As the rotor blade spins it imparts a certain amount of momentum to the fluid. This change in momentum was related to sectional aerodynamic and geometric characteristics of the blade. A look-up table, utilizing the computed blade section Mach number and angle-of-attack, was used to obtain the local lift and drag coefficients, from which the rotor forces and the source terms were calculated.
The influence of the rotor in the flowfield was modeled as time averaged source terms embedded in the momentum equations. These source terms, unknown at the start of the iterations, evolved as part of the solution and were fully coupled with the flowfield. In doing so, the presence of the rotor influenced the flowfield and, in turn, the flowfield altered the load and inflow distribution on the rotor disc from one iteration to another until a steady state solution is reached.

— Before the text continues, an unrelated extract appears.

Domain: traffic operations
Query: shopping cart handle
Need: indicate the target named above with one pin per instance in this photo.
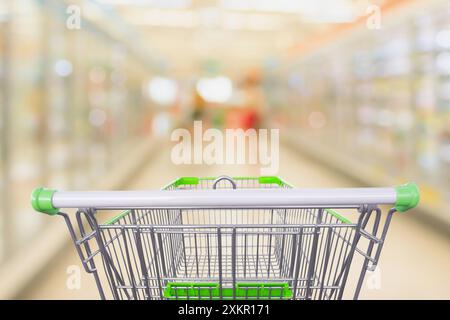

The calculations for the aerodynamic interaction problem are performed on a simplified rotor/airframe model consisting of a cylindrical body with a hemispherical nose and two-bladed teetering rotor. The calculations are performed at an advance ratio of 0.1 and compared to wind tunnel data. The model and the grid used in the computation is shown in Figure 1.
The predicted pressure coefficient on three planes normal to the freestream flow is shown in Figure 2. The pressure contours on the three planes trace the development of strong shed vortices from the rotor disc.
The computation was performed on the CRAY-2S. A converged solution was obtained in roughly about 12 hours of CPU time.